But in a statement, Chief Wade Carpenter said Immigration and Customs Enforcement (ICE) informed him that four people were detained between 5 a.m. and 8 a.m., according to the Park Record newspaper.
The four people were sought on felony counts involving re-entering the country or other unspecified offenses, according to the report.
The operation came one week after ICE officials detained 680 immigrants in five cities across the country, who, most likely, will be deported.
Neither city officials nor members of Park City's immigrant community have much information regarding Friday's detentions.
But Park City resident Ernest Oriente said accounts shared on social media and in conversations indicate the operation appeared to go on much longer and suggested there could be more than four detainees.
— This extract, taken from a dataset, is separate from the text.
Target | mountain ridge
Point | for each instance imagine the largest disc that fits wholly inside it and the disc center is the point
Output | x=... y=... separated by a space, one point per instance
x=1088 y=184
The dearth of information is leaving people wondering, he said.
"The official account makes it sound like they just came and took four people between 5 a.m. and 8 a.m.," Oriente said. "But that's not the real story. It's far from what happened. The community is frightened."
Rebeca Gonzalez, program director for Bright Futures Program at Park City High School that serves minority students, said young people are asking whether they should go to school and whether their parents could be taken away.
"It's causing a lot of fear in students," she said. "They ask, 'Why is this happening. What can we do?'"
President Donald Trump has said he will deport 3 million undocumented immigrants but only the "bad ones."
ICE is not conducting sweeps that target undocumented residents indiscriminately, said ICE spokeswoman Rose Richeson.
"Our deportation officers conduct targeted enforcement operations every day in locations around the country as part of the agency's ongoing efforts to protect the nation, uphold public safety and protect the integrity of our immigration laws and border controls," she said. "These operations involve existing, established Fugitive Operations Teams."
Such official statements from ICE have done little to assuage fears, said Beth Armstrong, executive director of The People's Health Clinic in Park City, which provides care to the uninsured. People began calling the clinic Friday in a state of panic, she said.
In January, community leaders and local law enforcement officials met with immigrants at St. Mary's Catholic Church, Armstrong said, to explain to them that they didn't have to live in fear.
"Now that is exactly what has happened," she said. "They deserve, at least, to be told what to expect."
The clinic is not a sanctuary, Armstrong said, but will point immigrants to resources that can assist them.